4. Strange Days by The Doorsfreecovers.net

You may wonder why this record by the Doors is so high up the chart and not their dazzling first LP. Well, the answer is simple. Apart from a couple of singles like “Light My Fire” I missed the first one and went straight into “Strange Days” which I think is absolutely brilliant. The sound of the Doors is wonderful and the quality of Jim Morrison’s voice is just perfect. He described it as “sick crooning” as he had based it on the sound of Frank Sinatra. Mind you, he doesn’t sound much like Frank when he bellows out “Cancel my subscription to the Resurrection!!” He was a great lyricist who raided the poems of William Blake and created something new. The final song “When the Music’s Over” is monumental and gives the impression of spontaneity and improvisation. Morrison introduced performance poetry to pop music and created the way for great artists like Patti Smith. I just love the line “Before I sink into the big sleep, I want to hear the scream of the butterfly”. It has been said by some critics that this album is not as good as the first and they used up all their best songs on that one.

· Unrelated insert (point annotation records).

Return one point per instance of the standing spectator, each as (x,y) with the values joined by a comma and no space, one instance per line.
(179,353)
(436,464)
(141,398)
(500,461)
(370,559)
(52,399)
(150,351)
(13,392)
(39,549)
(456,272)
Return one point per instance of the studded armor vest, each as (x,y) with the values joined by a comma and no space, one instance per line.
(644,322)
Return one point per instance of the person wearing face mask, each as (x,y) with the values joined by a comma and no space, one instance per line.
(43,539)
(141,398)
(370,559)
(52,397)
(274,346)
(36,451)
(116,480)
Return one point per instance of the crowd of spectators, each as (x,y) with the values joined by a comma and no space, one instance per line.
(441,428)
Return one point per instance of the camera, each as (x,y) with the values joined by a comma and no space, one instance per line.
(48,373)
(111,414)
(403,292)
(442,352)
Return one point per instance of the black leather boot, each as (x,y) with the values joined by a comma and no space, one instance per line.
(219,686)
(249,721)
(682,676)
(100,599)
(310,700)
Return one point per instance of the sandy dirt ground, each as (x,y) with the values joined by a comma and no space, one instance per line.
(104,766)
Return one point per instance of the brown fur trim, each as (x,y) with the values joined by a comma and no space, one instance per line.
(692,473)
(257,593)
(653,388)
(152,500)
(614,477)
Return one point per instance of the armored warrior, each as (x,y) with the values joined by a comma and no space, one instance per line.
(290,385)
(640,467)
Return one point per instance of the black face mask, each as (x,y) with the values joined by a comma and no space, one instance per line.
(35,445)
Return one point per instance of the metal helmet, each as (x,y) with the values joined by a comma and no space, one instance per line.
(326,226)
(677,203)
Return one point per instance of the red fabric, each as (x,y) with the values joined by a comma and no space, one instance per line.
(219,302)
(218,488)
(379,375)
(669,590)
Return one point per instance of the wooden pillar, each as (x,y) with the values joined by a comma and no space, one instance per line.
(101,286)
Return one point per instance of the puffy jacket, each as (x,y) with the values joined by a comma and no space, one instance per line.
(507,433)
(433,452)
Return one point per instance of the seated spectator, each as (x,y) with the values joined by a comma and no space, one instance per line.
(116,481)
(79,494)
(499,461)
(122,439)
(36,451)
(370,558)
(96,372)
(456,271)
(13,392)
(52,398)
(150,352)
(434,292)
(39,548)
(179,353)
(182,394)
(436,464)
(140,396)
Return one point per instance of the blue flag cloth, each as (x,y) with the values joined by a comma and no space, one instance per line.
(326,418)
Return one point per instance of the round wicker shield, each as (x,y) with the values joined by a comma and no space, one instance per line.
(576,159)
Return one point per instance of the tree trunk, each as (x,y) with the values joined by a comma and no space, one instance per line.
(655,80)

I disagree, I think this is just as good and,in my mind, perhaps even better. Mind you, I also love “Waiting for the Sun” and even the song “Hello, I Love You” which attracted some derision at the time because it was seen as cynically commercial (and plagiarised The Kinks)! I guess the Doors can do no wrong for me!

5. Revolver by The Beatles220px-Revolver

In a similar way that I missed the first Doors album I also missed “Rubber Soul” by the Beatles. If I hadn’t have done it would probably have been my favourite Beatles record. As it is, I didn’t listen to it in it’s entirety until years later! However, “Revolver” still stands up as the most ambitious Beatles record until that date. “Sgt. Pepper” is probably more ambitious but it is not as interesting, in my opinion, with the exception perhaps of “Day in the Life”. “Revolver” totally knocked my socks off. From the opening count-in of “Taxman” to the wailing drones of “Tomorrow Never Knows” I was captivated. This was music I had never heard before and I loved it! It also had the first real use of Indian music. Sure, George had used the sitar on “Rubber Soul” but here we have a full Indian ensemble including tabla with George crooning mystically over the top of it. Totally brilliant!! There is also the first use of experimentation with the recording of reverse guitar tracks and tape loops. The Beatles are growing up and trying new things! This record probably has the Beatles playing together at their best. George’s lead guitar playing has improved and changed considerably. Ringo’s drumming has never been better. John and Paul’s voices are perfectly matched. It is interesting that in the same year that they gave up playing live they produced their tightest recordings ever. Songs like “And Your Bird Can Sing” and “She Said, She Said” are miniature gems of great writing and playing. Oh, and the sleeve’s pretty cool as well!